Abstract
The use of Large Language Models (LLMs) across diverse areas of human activity aims to enhance decision-making effectiveness with minimal human feedback. It also seeks to align decisions with human expectations, preferences, and needs while mitigating risks associated with AI non-determinism. However, humans frequently over- or under-rely on AI recommendations, and current AI systems remain poorly calibrated to human expectations.
To address these challenges, we introduce a human-AI collaborative decision-making framework designed to augment human capabilities and align AI agents with human preferences and expectations.
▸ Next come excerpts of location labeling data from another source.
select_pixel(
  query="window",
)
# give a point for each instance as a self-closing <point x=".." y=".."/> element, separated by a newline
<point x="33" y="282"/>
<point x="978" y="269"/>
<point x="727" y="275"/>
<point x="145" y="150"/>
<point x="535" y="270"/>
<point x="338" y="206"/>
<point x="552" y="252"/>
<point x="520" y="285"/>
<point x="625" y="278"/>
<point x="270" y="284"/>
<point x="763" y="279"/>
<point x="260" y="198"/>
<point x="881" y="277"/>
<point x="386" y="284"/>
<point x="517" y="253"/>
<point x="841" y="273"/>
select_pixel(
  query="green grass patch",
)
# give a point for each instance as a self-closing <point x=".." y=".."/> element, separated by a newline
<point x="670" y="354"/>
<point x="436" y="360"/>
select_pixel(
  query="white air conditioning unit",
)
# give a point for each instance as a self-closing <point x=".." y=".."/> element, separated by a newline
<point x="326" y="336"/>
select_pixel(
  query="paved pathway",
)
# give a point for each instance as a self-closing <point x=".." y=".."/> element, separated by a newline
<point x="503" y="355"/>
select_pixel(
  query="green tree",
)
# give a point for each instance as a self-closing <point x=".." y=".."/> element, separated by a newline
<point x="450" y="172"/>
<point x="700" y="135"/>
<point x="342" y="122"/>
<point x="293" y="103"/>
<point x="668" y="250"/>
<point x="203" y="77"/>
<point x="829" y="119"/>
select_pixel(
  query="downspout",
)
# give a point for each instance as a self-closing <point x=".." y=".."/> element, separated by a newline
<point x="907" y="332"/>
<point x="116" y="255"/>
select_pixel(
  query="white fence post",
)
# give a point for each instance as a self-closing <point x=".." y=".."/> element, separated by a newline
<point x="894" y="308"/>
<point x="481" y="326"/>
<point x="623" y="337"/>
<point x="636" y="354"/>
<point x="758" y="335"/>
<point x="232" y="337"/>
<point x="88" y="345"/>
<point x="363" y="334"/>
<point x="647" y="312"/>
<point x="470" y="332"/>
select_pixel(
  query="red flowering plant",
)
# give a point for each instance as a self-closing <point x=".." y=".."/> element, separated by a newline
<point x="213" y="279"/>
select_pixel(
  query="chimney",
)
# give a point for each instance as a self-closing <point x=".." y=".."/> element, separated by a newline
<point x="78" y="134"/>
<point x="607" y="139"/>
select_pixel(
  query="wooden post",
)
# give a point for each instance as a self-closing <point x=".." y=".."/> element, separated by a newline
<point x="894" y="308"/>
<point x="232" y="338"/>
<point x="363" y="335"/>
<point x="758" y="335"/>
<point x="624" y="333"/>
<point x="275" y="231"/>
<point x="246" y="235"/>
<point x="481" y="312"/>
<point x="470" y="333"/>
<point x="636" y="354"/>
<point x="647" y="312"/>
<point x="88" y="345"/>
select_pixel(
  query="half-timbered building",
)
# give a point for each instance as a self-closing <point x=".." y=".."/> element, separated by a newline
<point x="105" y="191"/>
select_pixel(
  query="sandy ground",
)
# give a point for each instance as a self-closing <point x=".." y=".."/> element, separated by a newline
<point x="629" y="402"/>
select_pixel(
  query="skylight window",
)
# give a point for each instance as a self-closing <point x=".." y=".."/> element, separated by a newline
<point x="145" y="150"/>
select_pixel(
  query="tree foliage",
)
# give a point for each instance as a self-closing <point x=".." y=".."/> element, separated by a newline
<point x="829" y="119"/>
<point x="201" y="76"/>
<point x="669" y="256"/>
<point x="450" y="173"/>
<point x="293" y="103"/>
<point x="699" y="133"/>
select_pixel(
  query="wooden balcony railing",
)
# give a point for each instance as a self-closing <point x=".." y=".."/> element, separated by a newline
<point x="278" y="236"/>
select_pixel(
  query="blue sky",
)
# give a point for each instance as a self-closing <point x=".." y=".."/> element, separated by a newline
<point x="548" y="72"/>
Specifically, this paper (a) formulates the collaborative decision-making task as a stochastic game between an AI agent and a human player, and (b) proposes the Human-Centric Reflective Architecture (HCRA), which integrates human-calibrated models with reinforcement learning agents that leverage linguistic feedback in an iterative, reflective process.
Evaluation results demonstrate that HCRA enhances decision-making effectiveness and delivers high-quality recommendations.
Blogger's Review: The HCRA framework proposed in this paper offers a fresh perspective on human-AI collaborative decision-making, emphasizing the significance of human feedback in AI systems. This approach not only improves decision quality but also provides a more human-centric solution for future AI applications, warranting further exploration and implementation.